Entweder lasse ich das vorherige, einzelne Abfragen auf "isAcppected()" weg und verlasse mich auch eine Exception, oder ich akzeptiere dass ich die ZIP-File zweimal anschauen muss.

Das Beispiel sollte man eher abstrakt und suboptimal zu betrachten. Aber ich denke ich versteht worauf ich hinaus will, oder?

Wie handhabt ihr sowas? Prüft ihr dann einfach zweimal? Oder lasst ihr den Programmfluss dann einfach in die Exception laufen? 
Oder geht ihr gar ganz andere Wege?

Gruß
Alex


----------



## SlaterB (25. Jan 2010)

isArchive() == isAccepted()?

denkbar wären noch verschiedene Konstruktoren, in einem versichert der Aufrufer, dass er es gerade geprüft hat, dann kann man auf eine neue verzichten,
oder nur ein Konstruktor mit boolean true/ false, wo jeder Aufrufer dazu Stellung nehmen muss,
höhere Komplexität für gesparte Prüfung


----------



## Tobias (25. Jan 2010)

Das hängt - wie immer - vom Kontext ab. In diesem speziellen Fall würde ich nicht doppelt prüfen, sondern im Verzeichnis-Crawler die Datei einfach in den Konstruktor stecken ohne vorher explizit zu prüfen, wenn ich vom Benutzer erwarte, das er in seinem Verzeichnis nur gültige Archive aufbewahrt. Kommt dann eine Exception, würde ich eine Meldung ausgeben und fertig.

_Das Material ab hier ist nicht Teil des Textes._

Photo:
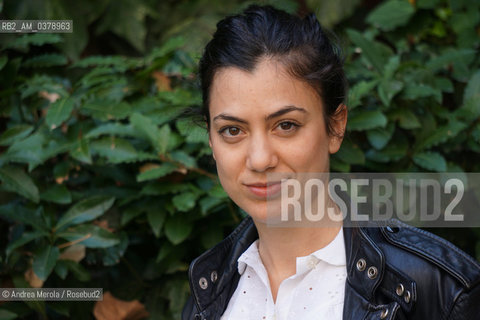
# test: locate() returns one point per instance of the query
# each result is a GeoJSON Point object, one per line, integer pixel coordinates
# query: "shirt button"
{"type": "Point", "coordinates": [312, 262]}
{"type": "Point", "coordinates": [203, 283]}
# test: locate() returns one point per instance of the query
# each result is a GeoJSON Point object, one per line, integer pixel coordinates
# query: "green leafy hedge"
{"type": "Point", "coordinates": [107, 182]}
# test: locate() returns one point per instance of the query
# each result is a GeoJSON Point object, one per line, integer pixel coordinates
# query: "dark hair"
{"type": "Point", "coordinates": [301, 45]}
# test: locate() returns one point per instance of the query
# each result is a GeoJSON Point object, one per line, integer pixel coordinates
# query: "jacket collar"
{"type": "Point", "coordinates": [214, 274]}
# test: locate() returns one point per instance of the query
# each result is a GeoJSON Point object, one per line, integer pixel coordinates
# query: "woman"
{"type": "Point", "coordinates": [273, 90]}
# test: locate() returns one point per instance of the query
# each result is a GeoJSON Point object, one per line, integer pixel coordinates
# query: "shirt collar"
{"type": "Point", "coordinates": [333, 254]}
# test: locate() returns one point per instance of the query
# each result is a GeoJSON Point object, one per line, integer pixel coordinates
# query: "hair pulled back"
{"type": "Point", "coordinates": [300, 44]}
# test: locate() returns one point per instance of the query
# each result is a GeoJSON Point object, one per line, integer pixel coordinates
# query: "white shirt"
{"type": "Point", "coordinates": [316, 291]}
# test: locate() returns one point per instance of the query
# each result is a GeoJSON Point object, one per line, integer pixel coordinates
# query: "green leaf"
{"type": "Point", "coordinates": [185, 201]}
{"type": "Point", "coordinates": [57, 194]}
{"type": "Point", "coordinates": [104, 110]}
{"type": "Point", "coordinates": [134, 31]}
{"type": "Point", "coordinates": [85, 210]}
{"type": "Point", "coordinates": [177, 229]}
{"type": "Point", "coordinates": [451, 56]}
{"type": "Point", "coordinates": [79, 272]}
{"type": "Point", "coordinates": [168, 47]}
{"type": "Point", "coordinates": [130, 214]}
{"type": "Point", "coordinates": [44, 261]}
{"type": "Point", "coordinates": [388, 89]}
{"type": "Point", "coordinates": [94, 236]}
{"type": "Point", "coordinates": [59, 111]}
{"type": "Point", "coordinates": [28, 150]}
{"type": "Point", "coordinates": [431, 161]}
{"type": "Point", "coordinates": [365, 120]}
{"type": "Point", "coordinates": [158, 137]}
{"type": "Point", "coordinates": [14, 134]}
{"type": "Point", "coordinates": [112, 255]}
{"type": "Point", "coordinates": [118, 150]}
{"type": "Point", "coordinates": [376, 53]}
{"type": "Point", "coordinates": [471, 97]}
{"type": "Point", "coordinates": [207, 203]}
{"type": "Point", "coordinates": [7, 315]}
{"type": "Point", "coordinates": [158, 172]}
{"type": "Point", "coordinates": [379, 137]}
{"type": "Point", "coordinates": [414, 91]}
{"type": "Point", "coordinates": [113, 129]}
{"type": "Point", "coordinates": [358, 91]}
{"type": "Point", "coordinates": [407, 119]}
{"type": "Point", "coordinates": [24, 239]}
{"type": "Point", "coordinates": [391, 14]}
{"type": "Point", "coordinates": [183, 158]}
{"type": "Point", "coordinates": [394, 151]}
{"type": "Point", "coordinates": [61, 269]}
{"type": "Point", "coordinates": [82, 152]}
{"type": "Point", "coordinates": [217, 191]}
{"type": "Point", "coordinates": [18, 181]}
{"type": "Point", "coordinates": [192, 132]}
{"type": "Point", "coordinates": [350, 153]}
{"type": "Point", "coordinates": [156, 218]}
{"type": "Point", "coordinates": [3, 61]}
{"type": "Point", "coordinates": [17, 212]}
{"type": "Point", "coordinates": [441, 135]}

Wenn es dagegen legal ist, im Verzeichnis auch andere Dateien liegen zu haben, würde es sich ja nicht mehr um eine Ausnahme handeln, weshalb oben skizzierter Kontrollfluss nicht korrekt wäre. Dann würde ich doppelt prüfen.

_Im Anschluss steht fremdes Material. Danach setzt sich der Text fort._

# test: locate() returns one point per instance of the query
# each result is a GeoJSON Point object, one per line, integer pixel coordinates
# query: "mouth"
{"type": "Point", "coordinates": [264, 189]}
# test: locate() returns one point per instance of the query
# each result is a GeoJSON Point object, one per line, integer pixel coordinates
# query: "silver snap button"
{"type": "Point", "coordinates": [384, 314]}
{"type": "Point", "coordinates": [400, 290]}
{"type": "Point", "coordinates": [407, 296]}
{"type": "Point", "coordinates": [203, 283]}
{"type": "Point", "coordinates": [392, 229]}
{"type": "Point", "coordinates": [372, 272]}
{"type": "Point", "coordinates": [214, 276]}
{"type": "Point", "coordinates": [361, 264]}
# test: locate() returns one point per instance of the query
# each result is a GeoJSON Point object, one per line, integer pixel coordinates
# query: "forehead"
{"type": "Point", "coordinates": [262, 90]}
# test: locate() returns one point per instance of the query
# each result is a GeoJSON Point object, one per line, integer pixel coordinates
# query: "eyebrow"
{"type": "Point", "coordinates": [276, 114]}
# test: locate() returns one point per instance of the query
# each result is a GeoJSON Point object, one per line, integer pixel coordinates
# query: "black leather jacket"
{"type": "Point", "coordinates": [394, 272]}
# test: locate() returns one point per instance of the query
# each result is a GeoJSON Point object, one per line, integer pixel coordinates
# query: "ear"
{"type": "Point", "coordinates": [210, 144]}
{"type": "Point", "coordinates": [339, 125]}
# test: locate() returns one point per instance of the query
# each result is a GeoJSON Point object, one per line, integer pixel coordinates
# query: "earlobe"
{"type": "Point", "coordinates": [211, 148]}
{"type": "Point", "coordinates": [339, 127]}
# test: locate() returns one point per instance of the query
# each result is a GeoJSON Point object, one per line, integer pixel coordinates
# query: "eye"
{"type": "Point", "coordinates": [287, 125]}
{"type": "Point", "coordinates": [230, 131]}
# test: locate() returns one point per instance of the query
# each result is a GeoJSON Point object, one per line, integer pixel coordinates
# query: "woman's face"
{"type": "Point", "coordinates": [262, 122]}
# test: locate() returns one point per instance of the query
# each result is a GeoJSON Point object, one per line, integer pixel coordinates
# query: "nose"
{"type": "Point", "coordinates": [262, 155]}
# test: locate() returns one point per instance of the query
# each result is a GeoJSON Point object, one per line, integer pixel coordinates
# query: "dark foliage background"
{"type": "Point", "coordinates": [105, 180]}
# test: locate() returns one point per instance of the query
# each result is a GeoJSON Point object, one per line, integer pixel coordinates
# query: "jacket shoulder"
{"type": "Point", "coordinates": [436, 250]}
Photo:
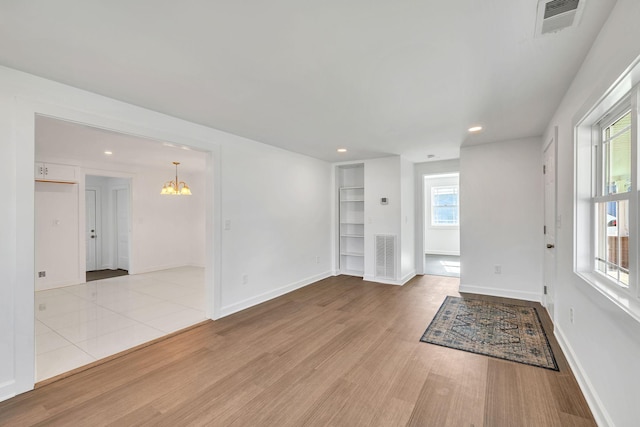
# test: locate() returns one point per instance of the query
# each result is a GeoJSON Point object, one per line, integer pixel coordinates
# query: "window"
{"type": "Point", "coordinates": [607, 212]}
{"type": "Point", "coordinates": [613, 192]}
{"type": "Point", "coordinates": [444, 206]}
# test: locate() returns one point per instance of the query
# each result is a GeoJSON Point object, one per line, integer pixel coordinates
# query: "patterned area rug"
{"type": "Point", "coordinates": [509, 332]}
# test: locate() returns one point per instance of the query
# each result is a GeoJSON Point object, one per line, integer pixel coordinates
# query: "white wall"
{"type": "Point", "coordinates": [442, 240]}
{"type": "Point", "coordinates": [407, 221]}
{"type": "Point", "coordinates": [381, 179]}
{"type": "Point", "coordinates": [278, 207]}
{"type": "Point", "coordinates": [390, 177]}
{"type": "Point", "coordinates": [602, 343]}
{"type": "Point", "coordinates": [277, 202]}
{"type": "Point", "coordinates": [57, 236]}
{"type": "Point", "coordinates": [501, 219]}
{"type": "Point", "coordinates": [419, 171]}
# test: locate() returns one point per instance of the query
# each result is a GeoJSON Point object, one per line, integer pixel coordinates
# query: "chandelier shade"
{"type": "Point", "coordinates": [177, 187]}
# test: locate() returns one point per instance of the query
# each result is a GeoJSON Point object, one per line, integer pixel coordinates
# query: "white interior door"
{"type": "Point", "coordinates": [122, 228]}
{"type": "Point", "coordinates": [550, 223]}
{"type": "Point", "coordinates": [90, 229]}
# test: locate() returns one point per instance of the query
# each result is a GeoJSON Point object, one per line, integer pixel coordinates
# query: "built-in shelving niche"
{"type": "Point", "coordinates": [351, 216]}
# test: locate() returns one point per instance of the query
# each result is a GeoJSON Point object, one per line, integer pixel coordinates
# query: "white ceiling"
{"type": "Point", "coordinates": [85, 146]}
{"type": "Point", "coordinates": [379, 78]}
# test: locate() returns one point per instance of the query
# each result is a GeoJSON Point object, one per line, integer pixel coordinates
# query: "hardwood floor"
{"type": "Point", "coordinates": [340, 352]}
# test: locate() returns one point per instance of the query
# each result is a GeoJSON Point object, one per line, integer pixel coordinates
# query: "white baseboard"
{"type": "Point", "coordinates": [258, 299]}
{"type": "Point", "coordinates": [158, 268]}
{"type": "Point", "coordinates": [595, 404]}
{"type": "Point", "coordinates": [451, 253]}
{"type": "Point", "coordinates": [7, 390]}
{"type": "Point", "coordinates": [58, 284]}
{"type": "Point", "coordinates": [402, 281]}
{"type": "Point", "coordinates": [505, 293]}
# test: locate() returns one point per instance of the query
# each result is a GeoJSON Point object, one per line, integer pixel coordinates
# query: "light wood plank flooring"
{"type": "Point", "coordinates": [340, 352]}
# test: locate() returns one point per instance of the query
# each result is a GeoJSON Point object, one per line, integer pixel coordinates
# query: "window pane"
{"type": "Point", "coordinates": [444, 205]}
{"type": "Point", "coordinates": [612, 247]}
{"type": "Point", "coordinates": [617, 156]}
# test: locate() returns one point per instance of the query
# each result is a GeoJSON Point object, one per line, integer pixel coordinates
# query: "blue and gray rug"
{"type": "Point", "coordinates": [505, 331]}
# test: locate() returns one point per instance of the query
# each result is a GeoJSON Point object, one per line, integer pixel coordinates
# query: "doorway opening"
{"type": "Point", "coordinates": [441, 240]}
{"type": "Point", "coordinates": [107, 230]}
{"type": "Point", "coordinates": [117, 221]}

Auf die doppelte Prüfung verzichten könnte man, wenn man die Prüfung im Konstruktor wegläßt (denkbar etwa, wenn an anderer Stelle eine Exception auftreten wird, weil das Archiv nicht die gewünschte Struktur hat). Das müßte man dann aber explizit dokumentieren, weil die Exception dann wahrscheinlich nicht mehr so aussagekräftig wäre wie eine InvalidArchiveException.


----------



## tuxedo (25. Jan 2010)

@Slater



> isArchive() == isAccepted()?



Jepp. Wie gesagt: Suboptimales beispiel 



> denkbar wären noch verschiedene Konstruktoren, in einem versichert der Aufrufer, dass er es gerade geprüft hat, dann kann man auf eine neue verzichten,
> oder nur ein Konstruktor mit boolean true/ false, wo jeder Aufrufer dazu Stellung nehmen muss,
> höhere Komplexität für gesparte Prüfung



Im Falle einer API wär das ne gute Idee. Aber was, wenn es keine API ist und es mehrere Archivarten geben kann? 
Hmm, *Idee*...
Dann bräuchte man etwas das rausfindet was es für eine Archivart (erste Prüfung) ist und dementsprechend handelt (die entsprechende Archiv-Klasse zur Instanziierung hernehmen, wo dann im Konstruktur nochmal geprüft wird?). Dann hätte man zwar im einzelnen wieder doppelt geprüft, aber man müsste nicht für jede Art jeweils doppelt prüfen. UND die erste Prüfung wäre die maßgebende, die zweite wäre dann in der Tat eine Ausnahmebehandlung, für den Fall dass jemand direkt diese Eine Archivart instanziieren will und den falschen Typ hinein füttert.

- Alex


----------



## Marco13 (25. Jan 2010)

Ja, das ist ziemlich genau das, was ich mal unter http://www.java-forum.org/allgemeine-java-themen/92447-performance-methodenaufruf-if-abfrage.html#post586045 geschrieben hatte. Wie da auch schon gesagt:
_Das (selbstverständlich) wichtigste ist, dass das Verhalten dokumentiert ist_.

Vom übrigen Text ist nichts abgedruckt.